99.3421 · Mozione · 1999-09-01
Dipartimento dell'ambiente, dei trasporti, dell'energia e delle comunicazioni
Liquidato
Antrag des Bundesrates
Il Consiglio federale propone di trasformare la mozione in postulato.
Stellungnahme des Bundesrates
La legislazione in materia di traffico di transito stradale vieta di aumentare le capacità tra Sembrancher e il portale della galleria. La riclassificazione del tratto in questione servirebbe perciò unicamente a finanziare la costruzione di altre opere nel Cantone del Vallese e a coprire le spese di manutenzione e di esercizio della strada d'accesso alla galleria.

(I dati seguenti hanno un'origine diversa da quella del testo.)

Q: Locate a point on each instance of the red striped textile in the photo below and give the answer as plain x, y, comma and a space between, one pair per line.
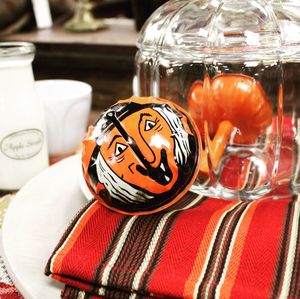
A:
201, 248
212, 249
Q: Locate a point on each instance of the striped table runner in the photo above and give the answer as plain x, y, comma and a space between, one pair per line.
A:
201, 248
212, 248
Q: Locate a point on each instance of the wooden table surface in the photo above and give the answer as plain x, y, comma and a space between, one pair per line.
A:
104, 59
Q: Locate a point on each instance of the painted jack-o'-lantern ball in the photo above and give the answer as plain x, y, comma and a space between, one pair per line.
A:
141, 155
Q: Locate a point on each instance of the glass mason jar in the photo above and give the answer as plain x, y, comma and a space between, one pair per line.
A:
220, 60
23, 146
288, 16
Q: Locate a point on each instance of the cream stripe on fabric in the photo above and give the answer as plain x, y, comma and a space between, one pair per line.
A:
210, 249
291, 252
228, 257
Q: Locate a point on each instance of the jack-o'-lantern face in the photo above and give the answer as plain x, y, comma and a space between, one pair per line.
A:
147, 161
141, 155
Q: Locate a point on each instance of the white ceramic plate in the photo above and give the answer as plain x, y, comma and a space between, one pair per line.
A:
34, 223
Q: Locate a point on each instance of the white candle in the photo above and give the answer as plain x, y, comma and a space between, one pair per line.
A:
42, 13
23, 146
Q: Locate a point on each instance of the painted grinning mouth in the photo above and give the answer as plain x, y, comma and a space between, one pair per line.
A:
161, 174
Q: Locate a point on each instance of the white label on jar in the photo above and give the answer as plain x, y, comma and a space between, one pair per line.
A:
23, 144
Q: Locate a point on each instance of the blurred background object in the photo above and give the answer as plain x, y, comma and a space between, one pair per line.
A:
83, 19
17, 15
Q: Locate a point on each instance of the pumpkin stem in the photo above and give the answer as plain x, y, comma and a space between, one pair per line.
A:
215, 148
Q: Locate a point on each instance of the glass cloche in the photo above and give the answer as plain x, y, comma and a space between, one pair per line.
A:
223, 61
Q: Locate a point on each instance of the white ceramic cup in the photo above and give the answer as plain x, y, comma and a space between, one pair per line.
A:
67, 104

Al Consiglio federale vengono sottoposte regolarmente domande di ampliamento o di potenziamento della rete di strade nazionali esistente, con motivazioni di natura finanziaria o legate alla situazione del traffico. In materia di strade nazionali il Consiglio federale ha tuttavia ribadito a più riprese che la priorità va accordata al completamento della rete. In seguito, occorre mantenere la qualità delle opere, sfruttare appieno le possibilità telematiche e, soltanto in ultima analisi, procedere a un eventuale potenziamento. Il Consiglio federale intende rispettare tale ordine di priorità. Di conseguenza, esso respinge gli interventi che esigono la riclassificazione o l'ampliamento urgente di singole strade.

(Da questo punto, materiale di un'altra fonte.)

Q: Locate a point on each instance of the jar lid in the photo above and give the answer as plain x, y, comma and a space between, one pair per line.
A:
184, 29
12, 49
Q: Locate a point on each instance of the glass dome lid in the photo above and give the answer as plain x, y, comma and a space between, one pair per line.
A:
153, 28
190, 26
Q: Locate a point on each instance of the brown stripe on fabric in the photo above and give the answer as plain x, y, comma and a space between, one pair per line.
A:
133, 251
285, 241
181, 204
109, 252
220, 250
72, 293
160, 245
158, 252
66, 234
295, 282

Tuttavia, considerata la durata dei lavori di pianificazione e di realizzazione di nuove opere, esigenze politiche impongono di non attendere il completamento della rete, previsto nel 2015, per procedere all'elaborazione dei piani, ma di iniziare subito con il lavoro concettuale, per evitare inutili ritardi e guadagnare tempo. Il Consiglio federale ritiene perciò opportuno adottare il metodo della pianificazione continua ed è disposto ad attribuire i mandati necessari. Nella sua risposta alla mozione della Commissione dei trasporti e delle telecomunicazioni del Consiglio degli Stati (99.3456) esso ha tuttavia precisato che non deve trattarsi di un esame isolato del settore stradale, ma, al contrario, iscriversi in un contesto di politica dei trasporti che tiene conto, in particolare, degli obiettivi di trasferimento e degli importanti investimenti effettuati in ambito ferroviario.
Il Consiglio federale è disposto, nel quadro delle attività di base relative al potenziamento e all'ampliamento della rete di strade nazionali, ad esaminare anche la situazione del Gran San Bernardo. Al momento esso preferisce tuttavia non impegnarsi in modo vincolante per quanto concerne il tratto in questione. Inoltre, la Svizzera non ha nessun interesse a trasformare, per il traffico di transito, l'accesso al Gran San Bernardo in percorso alternativo a quello francese attraverso il Monte Bianco. Ciò sarebbe inoltre in contraddizione con l'obbligo di trasferimento del traffico dalla strada alla ferrovia secondo l'articolo per la protezione delle Alpi. Il Consiglio federale respinge perciò l'intervento in quanto mozione, ma si dichiara disposto a trasformarla in postulato.
Il Consiglio federale propone di trasformare la mozione in postulato.